Source : Proche & Moyen-Orient, Guillaume Berlat, 09-12-2019
« Ce qu’on est en train de vivre, c’est la mort cérébrale de l’OTAN », déclare Emmanuel Macron dans son entretien devenu un must, un mythe accordé à The Economist le 7 novembre 20191. Et cela à moins d’un mois d’un sommet des chefs d’État et de gouvernement de ses 29 membres réunis pour célébrer, à Londres/Watford (3-4 décembre 2019), haut lieu de l’atlantisme, le soixante-dixième anniversaire de la création de l’OTAN. La métaphore est pour le moins vigoureuse. Il est vrai que le président de la République aime appeler un chat un chat. Il n’a pas toujours le sens de la formule diplomatique pour faire passer son message à ses partenaires. Le moins que l’on puisse dire est que le cœur n’y est plus. À une crise globale du multilatéralisme vient se greffer une crise de la relation transatlantique. Deux crises dues en grande partie à la posture extérieure américaine qui ne croit plus en la vertu des organisations multilatérales pour défendre ses intérêts bien compris (point d’application de son America First) et qui ne croit plus en la vieille Europe (en raison de son pivot vers l’Asie). Deux crises exacerbées par la diplomatie du tweet de Donald Trump qui jugeait l’OTAN « obsolète », il y a peu encore, reprochant à une majorité de ses membres (Allemagne en tête) de ne pas prendre leur part du « partage du fardeau » (financier). Disposer d’une assurance tous risques dans le domaine de la sécurité de la part du grand frère américain suppose la réunion de trois conditions cumulatives : s’aligner automatiquement sur les positions de Washington comme prix diplomatique de sa servitude volontaire, accepter d’acquitter une copieuse prime de risque comme prix de sa couverture sécuritaire et acquérir en exclusivité du matériel militaire américain au prix fort comme prix de la sacro-sainte interopérabilité. Or, y compris dans l’église la mieux tenue, il arrive que certains fidèles s’interrogent, à l’occasion, sur la pertinence du dogme venu d’Outre-Atlantique, s’autorisent à le faire savoir urbi et orbi comme vient de le faire, Emmanuel Macron l’hérétique de fraiche date, le 7 novembre dernier en contestant les évangiles de la religion atlantiste et en célébrant les vertus de la religion européenne2. Dans ce contexte, qu’en est-il au juste de la mésalliance atlantique ?
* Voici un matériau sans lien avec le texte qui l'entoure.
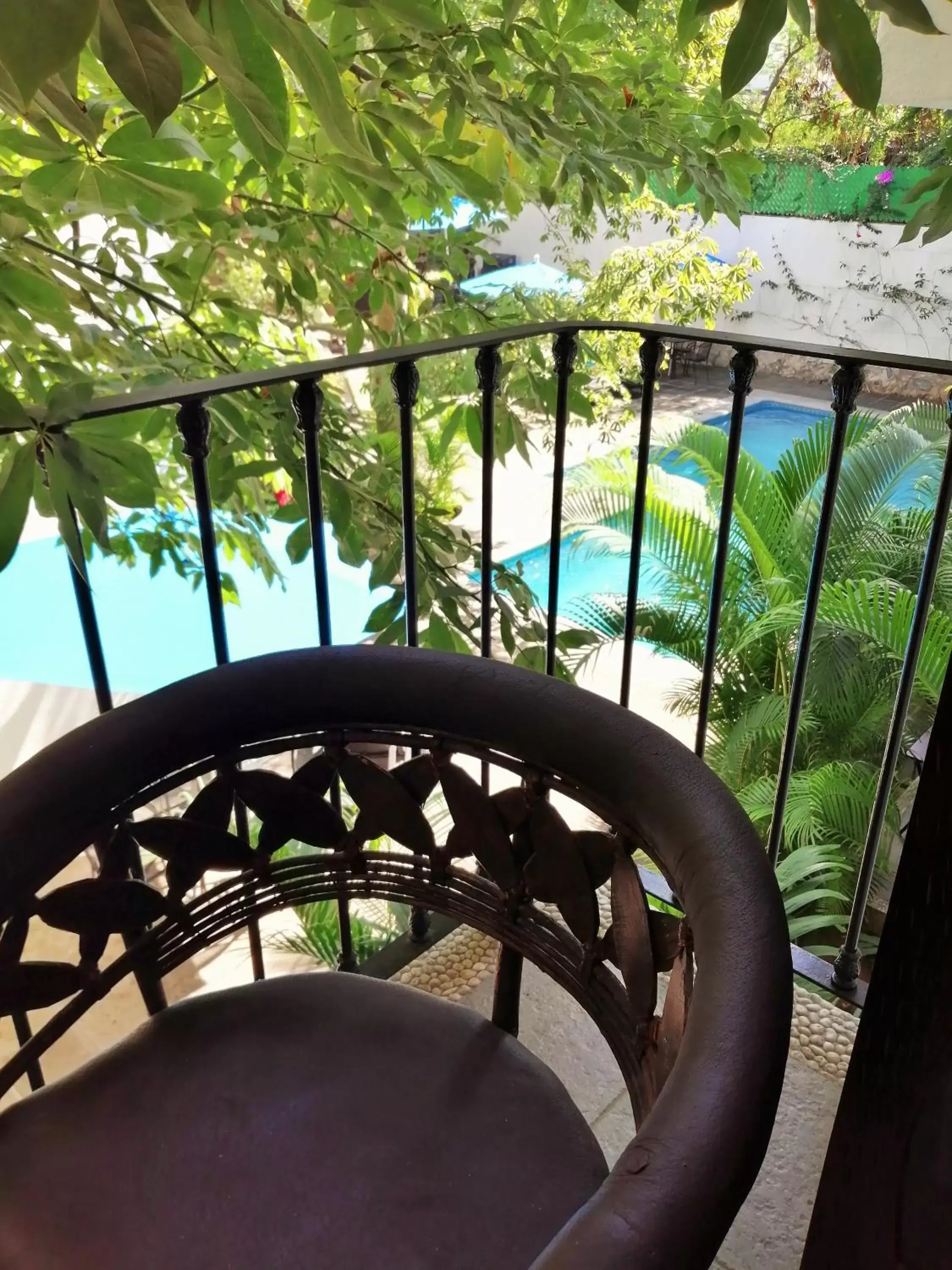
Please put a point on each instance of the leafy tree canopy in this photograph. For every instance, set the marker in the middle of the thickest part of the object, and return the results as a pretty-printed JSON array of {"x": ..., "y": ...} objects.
[{"x": 190, "y": 188}]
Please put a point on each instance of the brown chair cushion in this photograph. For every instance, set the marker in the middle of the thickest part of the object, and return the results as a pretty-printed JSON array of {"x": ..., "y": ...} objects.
[{"x": 320, "y": 1121}]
UNE ALLIANCE EN PROIE À UN DOUTE EXISTENTIEL
« L’ignorant affirme, le savant doute, le sage réfléchit » (Aristote). Le moins que l’on puisse dire est que le doute n’est pas la vertu la plus répandue dès qu’il s’agit de s’interroger sur les vertus de l’atlantisme. Nous sommes le plus souvent dans la posture de l’ignorant qui affirme. Ceci étant posé, les faits sont têtus. Les doutes qui pèsent sur la solidité et la pérennité de la relation transatlantique sont aussi bien anciens que récents.